AI-woordenlijst
Het complete woordenboek van kunstmatige intelligentie
MobileNet
Convolutional neural network architecture specifically designed for mobile and embedded applications, using depthwise separable convolutions to significantly reduce the number of parameters and computations.
SqueezeNet
Ultra-lightweight CNN architecture that achieves AlexNet-level accuracy with 50 times fewer parameters by using 'fire' modules that compress and then expand spatial features.
Fire Module
Fundamental module of SqueezeNet composed of a 'squeeze' layer (1x1 convolution) that reduces dimensions, followed by an 'expand' layer (mix of 1x1 and 3x3 convolutions) that increases them.
Quantization
Process of reducing the numerical precision of model weights and activations (typically from 32-bit to 8-bit) to decrease model size and accelerate inference.
Pruning
Technique of removing unnecessary connections or neurons in a trained neural network to reduce its complexity without significant loss of performance.
Model Compression
Set of techniques aimed at reducing the size and computational complexity of AI models while preserving their accuracy, essential for deployment on resource-constrained devices.
Edge Computing
Computing paradigm where processing is performed locally on edge devices rather than in the cloud, reducing latency and preserving data privacy.
On-device Inference
Execution of model predictions directly on the terminal device (smartphone, IoT) without server connection, ensuring instant response and offline functionality.
Latency
Time elapsed between data input and result retrieval, critical metric for mobile applications where low latency (<100ms) is required for a smooth user experience.
Throughput
Number of inferences or operations a model can process per unit of time, key indicator for evaluating model performance under resource constraints.
Parameter Efficiency
Ratio between model performance and its number of parameters, measuring how efficiently the network uses its weights to achieve a given accuracy.
FLOPs
Number of floating-point operations required per inference, standard metric for comparing the computational complexity of different CNN architectures.
Model Size Optimization
Systematic process of reducing the model's memory size through architectural techniques, quantization, and compression to fit mobile storage constraints.

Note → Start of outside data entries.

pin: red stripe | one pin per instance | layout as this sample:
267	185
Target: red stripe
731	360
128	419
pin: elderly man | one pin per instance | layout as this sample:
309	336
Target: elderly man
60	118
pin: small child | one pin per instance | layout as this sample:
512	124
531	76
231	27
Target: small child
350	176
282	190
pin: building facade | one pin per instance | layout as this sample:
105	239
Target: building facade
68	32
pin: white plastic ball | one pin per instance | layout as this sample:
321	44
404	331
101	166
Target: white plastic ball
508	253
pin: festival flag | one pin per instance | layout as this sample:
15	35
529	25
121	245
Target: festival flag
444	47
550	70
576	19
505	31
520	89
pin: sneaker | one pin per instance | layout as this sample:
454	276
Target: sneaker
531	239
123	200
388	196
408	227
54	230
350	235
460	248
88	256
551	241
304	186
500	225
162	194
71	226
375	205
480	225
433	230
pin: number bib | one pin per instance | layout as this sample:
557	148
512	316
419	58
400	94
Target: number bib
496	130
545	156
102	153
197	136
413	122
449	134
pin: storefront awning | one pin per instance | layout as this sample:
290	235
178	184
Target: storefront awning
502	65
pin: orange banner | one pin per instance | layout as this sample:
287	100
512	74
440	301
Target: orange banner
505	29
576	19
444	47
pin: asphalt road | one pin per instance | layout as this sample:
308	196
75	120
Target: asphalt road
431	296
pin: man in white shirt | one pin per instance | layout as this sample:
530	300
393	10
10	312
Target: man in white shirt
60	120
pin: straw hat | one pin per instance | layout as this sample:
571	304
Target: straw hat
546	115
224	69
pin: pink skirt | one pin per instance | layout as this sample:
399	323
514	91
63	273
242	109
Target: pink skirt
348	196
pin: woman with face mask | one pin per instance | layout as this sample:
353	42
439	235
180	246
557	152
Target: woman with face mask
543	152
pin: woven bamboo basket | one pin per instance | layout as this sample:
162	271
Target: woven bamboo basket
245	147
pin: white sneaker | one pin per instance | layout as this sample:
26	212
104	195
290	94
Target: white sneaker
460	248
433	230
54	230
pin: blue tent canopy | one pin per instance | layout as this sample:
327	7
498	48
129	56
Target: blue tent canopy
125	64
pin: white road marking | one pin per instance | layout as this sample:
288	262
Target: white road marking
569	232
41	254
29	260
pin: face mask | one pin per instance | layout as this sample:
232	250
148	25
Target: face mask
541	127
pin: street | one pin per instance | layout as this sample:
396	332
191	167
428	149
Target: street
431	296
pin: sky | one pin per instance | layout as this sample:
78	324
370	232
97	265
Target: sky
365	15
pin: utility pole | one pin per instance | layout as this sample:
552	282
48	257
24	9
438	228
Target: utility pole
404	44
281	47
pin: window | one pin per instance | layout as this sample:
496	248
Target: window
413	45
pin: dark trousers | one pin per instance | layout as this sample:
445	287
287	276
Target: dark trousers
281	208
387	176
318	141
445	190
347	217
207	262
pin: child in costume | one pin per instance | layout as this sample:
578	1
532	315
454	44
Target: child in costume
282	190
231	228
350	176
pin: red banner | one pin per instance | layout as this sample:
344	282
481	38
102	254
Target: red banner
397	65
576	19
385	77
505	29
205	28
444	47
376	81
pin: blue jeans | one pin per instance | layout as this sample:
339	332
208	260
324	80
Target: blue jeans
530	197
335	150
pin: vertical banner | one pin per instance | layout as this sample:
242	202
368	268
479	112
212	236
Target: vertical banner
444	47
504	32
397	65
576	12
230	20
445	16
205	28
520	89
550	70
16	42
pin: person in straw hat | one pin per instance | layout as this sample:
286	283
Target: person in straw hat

Neural Architecture Search
Automation of optimal neural architecture design for specific constraints (latency, size, power consumption), particularly useful for mobile models.
EfficientNet
Family of CNN architectures that optimally balance depth, width, and resolution to achieve superior performance with maximum computational efficiency.
ShuffleNet
Ultra-lightweight architecture using pointwise grouped convolutions with a channel shuffling mechanism to reduce computational costs while preserving feature richness.